倭姫宮
倭姫宮(やまとひめのみや)は、三重県伊勢市楠部町にある神社。内宮(皇大神宮)の別宮である。 概要伊勢神宮において、内宮と外宮と合わせ別宮は荒祭宮、多賀宮、月讀宮、土宮、月夜見宮、瀧原宮、伊雑宮、風日祈宮、風宮など14宮あるが、そのうち創建が明確であるのは倭姫宮1宮のみで、1923年(大正12年)11月5日ともっとも新しい。 祭神は、日本神話で第11代垂仁天皇の第四皇女と伝えられる倭姫命である。 ほかの境外別宮と同様に、神職が参拝時間内に常駐する宿衛屋(しゅくえいや)があり、お札・お守りの授与や、神楽や御饌の取次ぎを行なっている。 所在地倉田山に隣接する間の山(あいのやま)に尾上御陵(おべごりょう)と呼ばれる小さな古墳がある。この尾上御陵を倭姫命の陵墓とする伝承にちなみ、御陵のある常明寺門前町は1868年(明治元年)に倭町(やまとまち)と改称した。尾上御陵は円墳とする説と前方後円墳とする説がある。 宇治山田町民を中心に1886年(明治19年)に、民家から発生した火災の神宮への延焼を防止するなどを目的とする財団法人神苑会が結成され、神苑の美観と清浄を確保するなどの活動を行なっていた。神苑会は1891年(明治24年)に外宮前に日本最古の産業博物館である神宮農業館を創設した。神宮農業館は1905年(明治38年)に倉田山に移築された。 明治天皇の行幸で神宮へ参拝するための道路の整備が問題とされ、自動車が通行できる道路が倉田山を経由して作られることになった。この道路は1910年(明治43年)に竣工し、御幸通りと名付けられた。1911年(明治44年)には神苑会による、ヴェルサイユ宮殿を模した前庭を持つ神宮徴古館が完成した。神宮徴古館には貴賓室が設けられ、大正天皇などの休息に使用された。1882年(明治15年)に内宮近くに創立された神宮皇學館(現在の皇學館大学)が1919年(大正8年)に移転するなど、文教地区としての倉田山開発が進んだ。 付近に尾上御陵があることもあり、倭姫宮は倉田山の一角を開削して作られることになった。

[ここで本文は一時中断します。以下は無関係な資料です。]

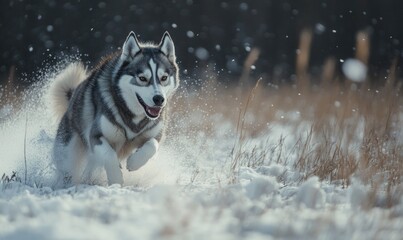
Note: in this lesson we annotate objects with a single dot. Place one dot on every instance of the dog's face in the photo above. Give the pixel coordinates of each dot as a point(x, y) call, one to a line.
point(148, 75)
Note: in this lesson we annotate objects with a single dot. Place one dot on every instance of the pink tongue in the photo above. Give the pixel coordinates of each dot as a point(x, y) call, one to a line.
point(154, 111)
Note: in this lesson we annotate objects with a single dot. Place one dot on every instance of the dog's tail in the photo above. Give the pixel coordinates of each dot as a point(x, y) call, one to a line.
point(62, 87)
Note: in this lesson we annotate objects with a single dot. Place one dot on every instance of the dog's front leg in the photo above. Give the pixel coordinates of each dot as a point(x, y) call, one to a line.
point(103, 155)
point(140, 157)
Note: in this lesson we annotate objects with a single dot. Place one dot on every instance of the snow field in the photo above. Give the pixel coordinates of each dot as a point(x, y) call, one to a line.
point(186, 192)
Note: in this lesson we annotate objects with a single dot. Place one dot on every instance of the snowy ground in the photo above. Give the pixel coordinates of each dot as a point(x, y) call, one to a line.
point(184, 193)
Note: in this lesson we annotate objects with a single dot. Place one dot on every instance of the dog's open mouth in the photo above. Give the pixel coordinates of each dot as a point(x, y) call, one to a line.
point(152, 112)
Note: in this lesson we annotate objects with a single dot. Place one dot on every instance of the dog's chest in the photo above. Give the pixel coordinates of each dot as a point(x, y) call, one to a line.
point(124, 140)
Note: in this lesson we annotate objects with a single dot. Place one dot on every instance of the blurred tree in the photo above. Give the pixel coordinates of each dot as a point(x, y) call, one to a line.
point(217, 34)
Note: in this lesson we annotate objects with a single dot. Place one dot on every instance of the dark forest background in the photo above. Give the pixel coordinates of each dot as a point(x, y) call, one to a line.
point(208, 34)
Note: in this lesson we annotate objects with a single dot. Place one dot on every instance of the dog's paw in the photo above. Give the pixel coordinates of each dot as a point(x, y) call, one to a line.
point(136, 161)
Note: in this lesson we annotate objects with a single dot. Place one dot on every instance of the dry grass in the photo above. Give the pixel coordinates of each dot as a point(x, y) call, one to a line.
point(341, 129)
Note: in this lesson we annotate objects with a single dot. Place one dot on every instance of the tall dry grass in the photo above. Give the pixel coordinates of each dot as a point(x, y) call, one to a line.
point(341, 129)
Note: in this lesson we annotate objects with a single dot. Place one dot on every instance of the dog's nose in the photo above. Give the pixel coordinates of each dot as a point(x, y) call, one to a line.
point(158, 100)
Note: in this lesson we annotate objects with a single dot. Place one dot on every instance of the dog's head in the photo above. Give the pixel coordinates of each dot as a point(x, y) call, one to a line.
point(148, 74)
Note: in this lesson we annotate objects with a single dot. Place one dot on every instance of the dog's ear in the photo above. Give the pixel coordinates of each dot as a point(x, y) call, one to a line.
point(167, 46)
point(131, 47)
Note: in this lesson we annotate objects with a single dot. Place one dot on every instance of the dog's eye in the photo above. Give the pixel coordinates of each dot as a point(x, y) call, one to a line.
point(143, 79)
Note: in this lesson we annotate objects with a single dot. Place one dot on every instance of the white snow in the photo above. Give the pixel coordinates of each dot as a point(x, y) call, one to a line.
point(183, 193)
point(354, 70)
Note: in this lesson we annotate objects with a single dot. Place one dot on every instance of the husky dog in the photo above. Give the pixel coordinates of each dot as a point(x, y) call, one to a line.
point(115, 112)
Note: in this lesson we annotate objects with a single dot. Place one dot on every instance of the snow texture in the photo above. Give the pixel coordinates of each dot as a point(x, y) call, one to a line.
point(182, 193)
point(354, 70)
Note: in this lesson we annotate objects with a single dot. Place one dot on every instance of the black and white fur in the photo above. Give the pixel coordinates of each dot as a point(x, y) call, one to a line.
point(113, 113)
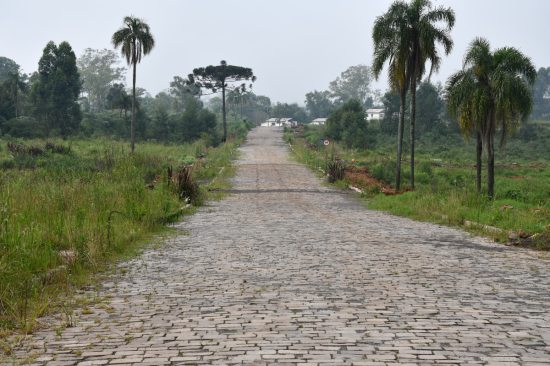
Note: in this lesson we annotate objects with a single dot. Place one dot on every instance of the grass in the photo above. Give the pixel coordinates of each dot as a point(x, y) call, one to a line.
point(65, 215)
point(445, 183)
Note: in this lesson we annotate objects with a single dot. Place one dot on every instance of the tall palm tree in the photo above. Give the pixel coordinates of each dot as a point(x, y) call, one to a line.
point(492, 91)
point(136, 40)
point(427, 27)
point(392, 41)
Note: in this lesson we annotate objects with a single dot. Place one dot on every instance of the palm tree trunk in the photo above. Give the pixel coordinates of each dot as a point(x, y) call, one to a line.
point(133, 124)
point(490, 159)
point(413, 122)
point(479, 151)
point(223, 113)
point(400, 129)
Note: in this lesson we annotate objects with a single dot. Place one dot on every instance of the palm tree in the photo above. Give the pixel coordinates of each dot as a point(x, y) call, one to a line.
point(392, 41)
point(427, 27)
point(492, 91)
point(136, 40)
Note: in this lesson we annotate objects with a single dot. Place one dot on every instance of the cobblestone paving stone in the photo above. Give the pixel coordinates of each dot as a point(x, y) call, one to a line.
point(287, 271)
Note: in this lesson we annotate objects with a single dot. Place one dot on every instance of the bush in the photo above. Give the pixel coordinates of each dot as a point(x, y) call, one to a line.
point(335, 170)
point(24, 127)
point(185, 186)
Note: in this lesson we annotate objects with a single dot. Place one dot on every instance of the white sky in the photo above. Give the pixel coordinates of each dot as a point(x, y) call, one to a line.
point(293, 46)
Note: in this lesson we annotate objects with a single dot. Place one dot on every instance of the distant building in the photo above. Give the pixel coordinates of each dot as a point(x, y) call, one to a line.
point(279, 122)
point(318, 122)
point(272, 122)
point(288, 122)
point(375, 114)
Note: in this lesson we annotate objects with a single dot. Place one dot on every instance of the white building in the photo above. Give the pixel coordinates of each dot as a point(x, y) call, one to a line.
point(272, 122)
point(288, 122)
point(375, 114)
point(318, 122)
point(279, 122)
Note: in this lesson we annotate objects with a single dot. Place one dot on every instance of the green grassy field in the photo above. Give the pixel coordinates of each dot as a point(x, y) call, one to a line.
point(67, 214)
point(445, 182)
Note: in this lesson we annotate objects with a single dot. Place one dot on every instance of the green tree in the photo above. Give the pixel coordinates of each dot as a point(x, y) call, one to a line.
point(56, 91)
point(492, 91)
point(430, 108)
point(183, 93)
point(391, 36)
point(285, 110)
point(427, 27)
point(135, 40)
point(319, 104)
point(221, 77)
point(347, 124)
point(354, 83)
point(390, 123)
point(117, 98)
point(7, 67)
point(196, 120)
point(99, 70)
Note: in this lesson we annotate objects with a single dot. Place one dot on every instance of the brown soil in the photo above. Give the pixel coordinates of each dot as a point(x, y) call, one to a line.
point(361, 178)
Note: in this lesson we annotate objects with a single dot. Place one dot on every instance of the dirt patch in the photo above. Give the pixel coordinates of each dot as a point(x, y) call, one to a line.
point(361, 178)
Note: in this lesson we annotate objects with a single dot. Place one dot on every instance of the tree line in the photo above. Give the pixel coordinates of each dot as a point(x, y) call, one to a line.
point(493, 93)
point(87, 96)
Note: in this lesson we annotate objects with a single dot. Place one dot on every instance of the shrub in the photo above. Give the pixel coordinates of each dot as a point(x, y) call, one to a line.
point(335, 170)
point(186, 187)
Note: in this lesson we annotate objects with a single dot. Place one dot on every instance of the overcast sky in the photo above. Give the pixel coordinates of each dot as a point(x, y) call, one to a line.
point(293, 46)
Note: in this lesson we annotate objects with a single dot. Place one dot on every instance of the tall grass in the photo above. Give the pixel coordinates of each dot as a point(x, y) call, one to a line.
point(63, 216)
point(445, 190)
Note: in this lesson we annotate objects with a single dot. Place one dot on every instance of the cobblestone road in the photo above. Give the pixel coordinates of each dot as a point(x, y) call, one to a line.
point(288, 271)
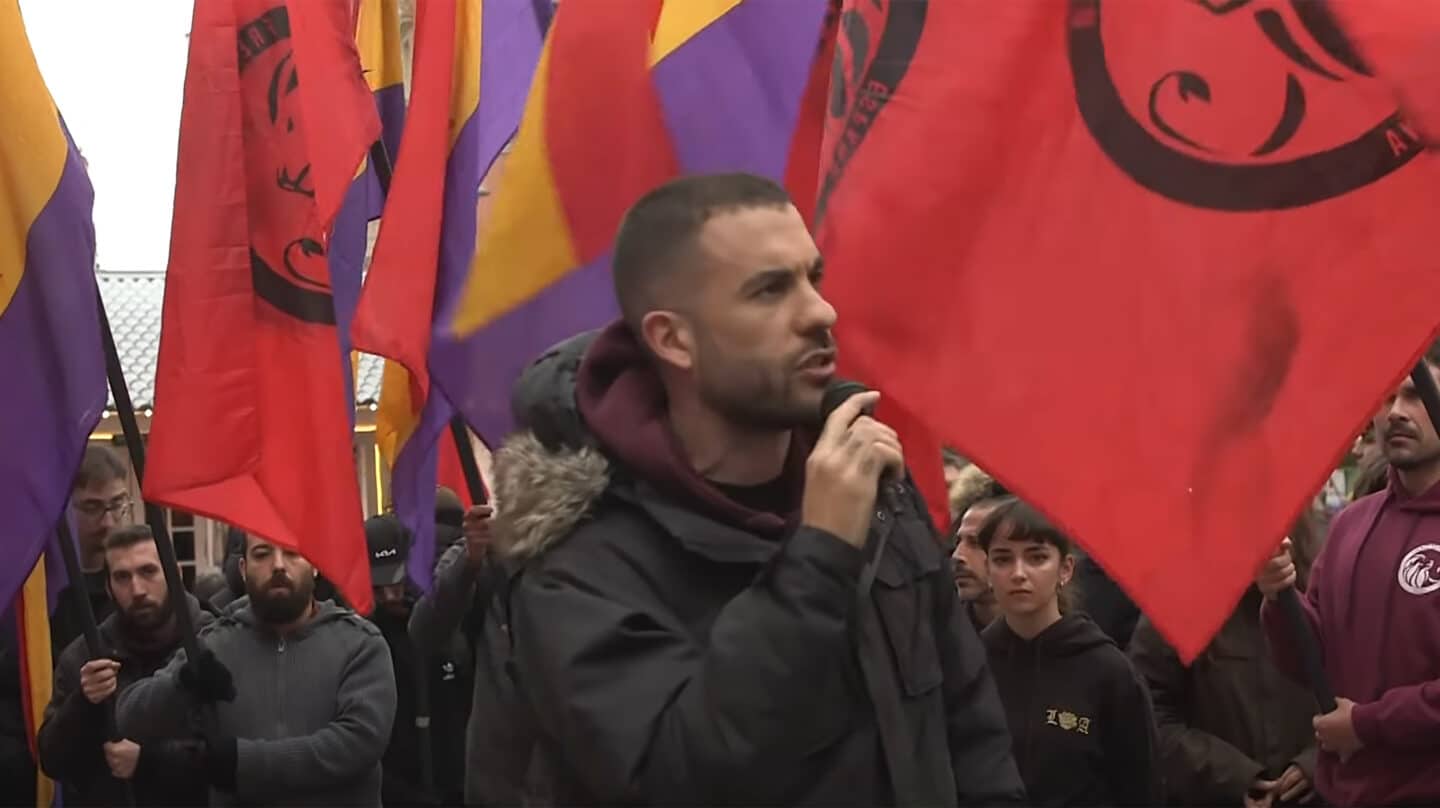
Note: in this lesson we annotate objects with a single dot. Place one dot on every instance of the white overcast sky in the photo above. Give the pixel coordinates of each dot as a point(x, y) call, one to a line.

尾上御陵は倭姫宮創建後の1928年(昭和3年)10月に倭姫命御陵墓参考地に指定され、宮内庁に管理されている。 歴史倭姫命は天照大神を祀る宮を定めるため、数国を経たのち現在地に伊勢神宮を創建し、祭祀や神職の制度を定め、神道の基礎を作ったと伝えられるが、明治以前は倭姫命を祀る神社は作られなかった。 1887年(明治20年)頃より宇治山田町(現在の伊勢市中心部)の住民を中心に、倭姫命を祀る神社を創立すべきという声が高まった。宇治山田町は1906年(明治39年)に市制を施行し宇治山田市となり、市長が先頭にたち倭姫命を祀る神社の創立の許可を1912年(大正元年)に国会に請願し、1919年(大正8年)に帝国議会で創立の予算が可決され、1921年(大正10年)1月4日には内宮別宮としての創立が決定し、1923年(大正12年)11月5日、外宮と内宮の中間に近い倉田山にて鎮座祭が執り行われ創立された。 1945年(昭和20年)の宇治山田空襲では、2月15日に付近で焼夷弾による火災が発生[2]、7月29日に宿衛屋が焼失したが、本殿は無事であった[3]。 祭神
境内
祭事皇大神宮に準じた祭事が行なわれ、祈年祭、月次祭、神嘗祭、新嘗祭の諸祭には皇室からの幣帛(へいはく)がある。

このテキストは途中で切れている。